The image in the article is of hazelnuts (I originally wrote "stones" then quickly edited it), and it's not a 3-4-5 triangle.
3-4-5 describes the length of each side - if you count the lengths of the triangle drawn in the image (the lines of chalk visible between the nuts on each side), it's only 2-3-4. To get 3-4-5 you're counting the number of nuts on each side, but those aren't lengths - those are the number of points marking the start/end of each unit length.
I see, I think you are referring to the unequal spacing of the nuts on each side, i.e. the side with 5 nuts has them closer together than the other sides.
I thought there was some point being made about the use of nuts vs. some other arbitrary item. Why does it matter they are hazelnuts and not something else?
That diagram represents a length of 2, not a length of 3, see? Here's three:
X--X--X--X
0 1 2 3
It's not that the hazelnuts are somehow imperfectly laid out or are an imperfect representation. It's wrong in principle, not practice (I mean it's wrong in practice too but every representation is).
You didn't miss it. You were focusing on the lattice edges, and PP was focusing on the lattice points.
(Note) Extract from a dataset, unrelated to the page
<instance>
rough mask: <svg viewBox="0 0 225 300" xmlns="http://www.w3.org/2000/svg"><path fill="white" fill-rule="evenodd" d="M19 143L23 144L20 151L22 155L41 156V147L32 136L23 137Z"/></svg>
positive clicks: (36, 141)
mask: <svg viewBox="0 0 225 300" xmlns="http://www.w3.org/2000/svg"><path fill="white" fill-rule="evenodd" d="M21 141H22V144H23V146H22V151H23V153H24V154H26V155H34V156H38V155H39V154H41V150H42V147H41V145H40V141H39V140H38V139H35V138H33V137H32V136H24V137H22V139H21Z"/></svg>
You're both right (except for PP's "No!" which should be "Yes!").
3-4-5 describes the length of each side - if you count the lengths of the triangle drawn in the image (the lines of chalk visible between the nuts on each side), it's only 2-3-4. To get 3-4-5 you're counting the number of nuts on each side, but those aren't lengths - those are the number of points marking the start/end of each unit length.